Também houve registo de confrontos entre manifestantes da oposição e militantes pró-Kremlin, que se reuniram igualmente no centro de Moscovo.

Em São Petersburgo, a segunda maior cidade do país, milhares de pessoas marcharam na Avenida Niévski, o centro da antiga capital imperial, aos gritos de "Putin, ladrão!" e "Putin rua".

Alguns manifestantes tentaram bloquear o tráfego de carros antes da intervenção da polícia. Os manifestantes atiraram ovos e garrafas à polícia e em troca receberam gás lacrimogéneo.

Vladimir Putin vai tomar posse para um quarto mandato na presidência da Rússia amanhã. A vitória nas eleições de março coloca-o à frente do país até 2024, depois de mais de 18 anos de poder como chefe de Estado ou de governo. Oposição e observadores independentes denunciaram fraudes nas eleições presidenciais de 18 de março. Putin obteve mais de 76% dos votos.

Alexei Navalny anunciou a sua candidatura às eleições em 2016, mas não foi autorizado a concorrer. Em dezembro do ano passado, a Comissão Eleitoral da Rússia impediu a candidatura porque foi condenado a cinco anos de prisão, com pena suspensa, por fraude.

O advogado e ativista, que desde o primeiro minuto disse que o processo era político, apelou para o Tribunal Europeu dos Direitos do Homem.

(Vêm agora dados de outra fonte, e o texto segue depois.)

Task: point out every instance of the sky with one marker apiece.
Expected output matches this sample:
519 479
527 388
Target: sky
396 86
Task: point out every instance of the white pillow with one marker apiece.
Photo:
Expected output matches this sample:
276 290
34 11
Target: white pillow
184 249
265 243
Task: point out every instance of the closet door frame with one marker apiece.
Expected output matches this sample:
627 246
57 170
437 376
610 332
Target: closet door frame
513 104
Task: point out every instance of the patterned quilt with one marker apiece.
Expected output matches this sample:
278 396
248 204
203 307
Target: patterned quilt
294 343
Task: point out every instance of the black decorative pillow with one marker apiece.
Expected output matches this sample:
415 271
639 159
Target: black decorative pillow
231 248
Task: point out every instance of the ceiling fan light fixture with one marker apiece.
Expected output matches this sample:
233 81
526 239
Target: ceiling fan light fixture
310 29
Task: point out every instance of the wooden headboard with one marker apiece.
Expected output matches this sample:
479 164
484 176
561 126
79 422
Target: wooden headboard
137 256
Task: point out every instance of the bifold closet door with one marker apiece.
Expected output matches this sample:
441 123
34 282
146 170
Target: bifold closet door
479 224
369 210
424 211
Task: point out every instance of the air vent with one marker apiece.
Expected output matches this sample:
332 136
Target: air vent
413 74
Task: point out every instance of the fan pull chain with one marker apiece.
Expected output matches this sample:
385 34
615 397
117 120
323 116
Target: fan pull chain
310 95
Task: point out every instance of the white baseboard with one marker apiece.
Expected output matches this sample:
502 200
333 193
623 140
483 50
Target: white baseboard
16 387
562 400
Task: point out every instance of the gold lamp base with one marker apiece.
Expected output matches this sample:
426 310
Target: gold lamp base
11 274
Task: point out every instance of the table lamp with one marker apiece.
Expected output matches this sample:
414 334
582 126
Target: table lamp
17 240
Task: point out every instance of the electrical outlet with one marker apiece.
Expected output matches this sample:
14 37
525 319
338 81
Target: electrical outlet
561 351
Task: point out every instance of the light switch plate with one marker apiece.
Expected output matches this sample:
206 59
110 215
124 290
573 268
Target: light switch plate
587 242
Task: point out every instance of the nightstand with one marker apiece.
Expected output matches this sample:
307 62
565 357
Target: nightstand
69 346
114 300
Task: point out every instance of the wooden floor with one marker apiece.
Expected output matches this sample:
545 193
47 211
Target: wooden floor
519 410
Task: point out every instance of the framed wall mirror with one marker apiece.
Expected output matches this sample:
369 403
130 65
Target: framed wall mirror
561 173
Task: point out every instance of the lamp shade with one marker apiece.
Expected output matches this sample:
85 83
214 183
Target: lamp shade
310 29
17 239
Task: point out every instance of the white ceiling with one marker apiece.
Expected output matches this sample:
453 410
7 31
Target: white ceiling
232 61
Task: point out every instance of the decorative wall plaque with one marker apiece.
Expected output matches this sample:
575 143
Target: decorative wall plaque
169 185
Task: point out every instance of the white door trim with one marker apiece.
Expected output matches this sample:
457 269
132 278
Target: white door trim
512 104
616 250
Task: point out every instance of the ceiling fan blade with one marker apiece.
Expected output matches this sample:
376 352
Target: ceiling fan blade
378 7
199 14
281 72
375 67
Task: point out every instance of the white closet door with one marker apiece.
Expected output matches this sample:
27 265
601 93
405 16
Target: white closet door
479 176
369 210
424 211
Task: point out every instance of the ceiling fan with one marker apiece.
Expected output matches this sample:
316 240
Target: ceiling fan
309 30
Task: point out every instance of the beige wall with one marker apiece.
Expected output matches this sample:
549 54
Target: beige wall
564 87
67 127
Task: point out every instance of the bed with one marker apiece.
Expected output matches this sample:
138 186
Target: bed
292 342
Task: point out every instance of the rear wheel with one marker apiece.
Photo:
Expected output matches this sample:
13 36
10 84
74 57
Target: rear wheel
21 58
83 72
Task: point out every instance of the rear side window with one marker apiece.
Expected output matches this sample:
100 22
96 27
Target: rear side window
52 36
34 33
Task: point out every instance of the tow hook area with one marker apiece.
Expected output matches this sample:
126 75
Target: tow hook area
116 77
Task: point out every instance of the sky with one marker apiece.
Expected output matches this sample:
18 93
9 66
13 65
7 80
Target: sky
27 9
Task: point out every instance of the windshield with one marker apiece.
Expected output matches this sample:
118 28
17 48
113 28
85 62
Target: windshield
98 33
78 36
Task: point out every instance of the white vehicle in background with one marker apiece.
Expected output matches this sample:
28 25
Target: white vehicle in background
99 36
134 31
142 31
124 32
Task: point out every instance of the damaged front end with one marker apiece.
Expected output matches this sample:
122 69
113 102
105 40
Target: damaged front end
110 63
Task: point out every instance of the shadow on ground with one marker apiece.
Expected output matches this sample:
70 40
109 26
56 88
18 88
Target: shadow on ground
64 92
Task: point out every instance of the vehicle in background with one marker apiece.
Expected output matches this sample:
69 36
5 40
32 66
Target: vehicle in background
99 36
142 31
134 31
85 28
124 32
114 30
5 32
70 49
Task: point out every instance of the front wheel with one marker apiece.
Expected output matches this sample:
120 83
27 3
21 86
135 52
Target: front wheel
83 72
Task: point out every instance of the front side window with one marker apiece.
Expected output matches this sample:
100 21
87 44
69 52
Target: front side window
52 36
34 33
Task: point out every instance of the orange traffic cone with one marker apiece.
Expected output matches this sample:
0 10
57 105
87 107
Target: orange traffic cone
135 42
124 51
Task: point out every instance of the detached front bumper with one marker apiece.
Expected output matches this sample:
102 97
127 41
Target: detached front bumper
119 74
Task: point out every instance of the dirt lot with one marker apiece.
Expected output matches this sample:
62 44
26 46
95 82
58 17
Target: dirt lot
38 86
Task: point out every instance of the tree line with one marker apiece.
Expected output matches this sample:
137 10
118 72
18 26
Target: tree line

O órgão com sede em Estrasburgo concluiu que Navalny não teve direito a um julgamento justo, pelo que o Supremo Tribunal russo anulou a sentença de 2013 e reenviou o processo para o tribunal de Kirov. Mas este, em fevereiro de 2017, repetiu o veredicto inicial.

Navalny apelou para o boicote nas presidenciais. A União Europeia reagiu ao afastamento do político russo, tendo lançado "sérias dúvidas" sobre o processo eleitoral.